There is no doubt that hydrogen (H₂) fuel will soon replace the traditional fossil fuel as a new form of energy storage. Electricity and water can be produced when H₂ react with oxygen. Honda-Fujishima [1] reported that an inorganic oxide-based semiconductor such as TiO₂ has the ability to produce H₂ directly from the solar irradiation. However, these catalysts operate with ultraviolet light, region, which would account for only 4% of the solar energy. Despite great efforts over past decades to develop photocatalysts that can yield high reactivity under visible light region, the efficiency and the stability of modified TiO₂ still remain low. Although oxide-based semiconductors have been widely explored, photocatalytic activity studies of organic materials are so far scarce. In this particular work, an original approach has been taken.
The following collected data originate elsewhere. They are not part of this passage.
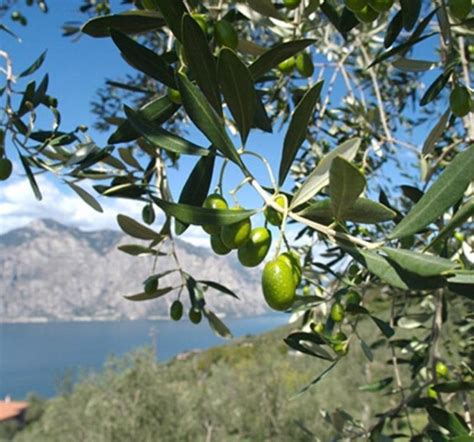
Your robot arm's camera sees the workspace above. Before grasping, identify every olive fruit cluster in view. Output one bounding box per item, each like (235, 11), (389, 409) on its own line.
(203, 193), (272, 267)
(345, 0), (394, 23)
(310, 290), (362, 355)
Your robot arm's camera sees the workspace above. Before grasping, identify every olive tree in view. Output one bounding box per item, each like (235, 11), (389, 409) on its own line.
(0, 0), (474, 441)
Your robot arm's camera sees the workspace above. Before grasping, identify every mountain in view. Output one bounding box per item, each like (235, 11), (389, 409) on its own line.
(0, 219), (266, 322)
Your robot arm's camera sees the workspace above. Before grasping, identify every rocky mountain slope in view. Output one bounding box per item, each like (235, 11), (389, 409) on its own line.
(0, 220), (266, 322)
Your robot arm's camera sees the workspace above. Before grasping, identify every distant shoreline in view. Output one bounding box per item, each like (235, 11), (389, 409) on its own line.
(0, 311), (272, 325)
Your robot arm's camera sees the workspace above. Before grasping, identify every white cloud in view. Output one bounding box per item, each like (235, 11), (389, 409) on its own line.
(0, 176), (210, 247)
(0, 176), (143, 233)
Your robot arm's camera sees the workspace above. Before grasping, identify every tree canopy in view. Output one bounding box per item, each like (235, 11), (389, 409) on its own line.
(0, 0), (474, 441)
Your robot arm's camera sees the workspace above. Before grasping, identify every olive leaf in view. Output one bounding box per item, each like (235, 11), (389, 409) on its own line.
(81, 10), (167, 38)
(278, 81), (323, 186)
(329, 156), (366, 220)
(388, 145), (474, 239)
(290, 138), (361, 209)
(217, 48), (257, 144)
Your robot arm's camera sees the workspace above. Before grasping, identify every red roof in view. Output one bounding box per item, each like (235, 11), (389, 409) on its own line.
(0, 401), (28, 422)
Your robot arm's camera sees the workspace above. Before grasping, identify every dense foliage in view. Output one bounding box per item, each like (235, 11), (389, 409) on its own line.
(0, 0), (474, 441)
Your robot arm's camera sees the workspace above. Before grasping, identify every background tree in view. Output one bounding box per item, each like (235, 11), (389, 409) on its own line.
(0, 0), (474, 440)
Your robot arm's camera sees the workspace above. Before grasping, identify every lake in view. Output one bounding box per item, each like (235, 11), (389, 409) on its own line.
(0, 315), (288, 399)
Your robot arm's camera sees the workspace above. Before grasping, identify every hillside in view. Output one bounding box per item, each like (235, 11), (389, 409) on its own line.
(5, 321), (400, 442)
(0, 220), (266, 322)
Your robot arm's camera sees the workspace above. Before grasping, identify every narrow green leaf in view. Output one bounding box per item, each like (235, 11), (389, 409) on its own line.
(124, 106), (210, 156)
(198, 279), (239, 299)
(64, 181), (104, 212)
(290, 138), (361, 208)
(178, 74), (247, 171)
(247, 0), (284, 20)
(108, 96), (179, 144)
(383, 11), (403, 49)
(217, 48), (257, 144)
(18, 50), (48, 78)
(110, 30), (176, 89)
(426, 407), (469, 436)
(153, 197), (256, 226)
(155, 0), (188, 41)
(125, 287), (174, 301)
(329, 157), (366, 221)
(420, 69), (453, 106)
(118, 244), (161, 256)
(343, 246), (445, 290)
(359, 377), (393, 393)
(428, 197), (474, 248)
(18, 152), (43, 201)
(203, 308), (233, 339)
(175, 155), (216, 235)
(249, 39), (316, 80)
(400, 0), (422, 31)
(278, 81), (323, 186)
(382, 247), (459, 276)
(388, 145), (474, 239)
(367, 32), (437, 69)
(81, 10), (167, 38)
(298, 198), (397, 225)
(422, 108), (451, 155)
(182, 14), (222, 115)
(117, 215), (161, 241)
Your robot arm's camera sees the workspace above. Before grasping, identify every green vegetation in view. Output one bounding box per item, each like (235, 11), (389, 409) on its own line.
(1, 322), (400, 442)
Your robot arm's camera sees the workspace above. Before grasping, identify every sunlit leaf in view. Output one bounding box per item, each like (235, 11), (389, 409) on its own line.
(278, 81), (323, 186)
(388, 145), (474, 239)
(290, 138), (361, 208)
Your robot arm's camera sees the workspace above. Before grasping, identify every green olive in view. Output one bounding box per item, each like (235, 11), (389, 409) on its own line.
(264, 195), (286, 227)
(221, 207), (252, 249)
(296, 52), (314, 78)
(237, 227), (272, 267)
(331, 302), (344, 322)
(144, 278), (158, 295)
(214, 20), (239, 49)
(202, 193), (229, 235)
(170, 300), (183, 321)
(211, 232), (232, 255)
(369, 0), (394, 12)
(142, 204), (155, 224)
(188, 308), (202, 324)
(262, 258), (296, 311)
(168, 88), (182, 104)
(435, 361), (449, 379)
(278, 57), (296, 75)
(0, 158), (13, 181)
(278, 250), (302, 287)
(346, 290), (362, 305)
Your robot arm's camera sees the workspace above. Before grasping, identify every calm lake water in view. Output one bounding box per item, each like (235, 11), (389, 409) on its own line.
(0, 315), (288, 399)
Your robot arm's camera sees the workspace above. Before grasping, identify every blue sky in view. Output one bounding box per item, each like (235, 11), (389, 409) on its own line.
(0, 1), (438, 243)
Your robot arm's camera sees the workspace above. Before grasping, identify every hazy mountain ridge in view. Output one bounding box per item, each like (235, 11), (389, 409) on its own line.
(0, 220), (266, 322)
An organic polymer nanocrystal (NCs), polydiacetylene(PDA) has been demonstrated for as a visible light-active photocatalyst, owing to its narrow, and suitable band gap (2.33 eV) for H₂ evolution reaction [2]. We demonstrated the high efficiency of PDA NCs for the photodegradation reaction of an organic dye, where the photodegradation rate of Rhodamine B (RhB) is far superior to TiO₂ in both Visible and UV-Vis irradiations (Fig.1). We also confirmed the enhanced photocatalytic efficiency by performing a surface modification of PDA NCs with noble metal NPs using polydopamine (Dopa) as a binder. The results suggested that Dopa could function not only as a binding layer, but also as a kind of photosensitizer for PDA NCs, where noble metal nanoparticals assist help increasing the reaction sites and absorbing photons. In addition, recent experiments have indicated good recyclability of PDA NCs as well as the great thermal stability. The photodegradation mechanism of the PDA and PDA-Ag has been proposed as well. Our finding could advance the development of H₂ generation system using organics and so on in the near future.
[REFERENCES]
[2] A. Fujishima, K. Honda, “Electrochemical photolysis of water at a semiconductor electrode”: Nature, 238, 37 (1972).
[1] T. Onodera , H. Oikawa, A. Masuhara, H. Kasai, T. Sekiguchi, and H. Nakanishi, “Silver-Deposited Polydiacetylene Nanocrystals Produced by Visible-Light-Driven Photocatalytic Reduction”: Jpn. J. Appl. Phys., 46, L336 (2007).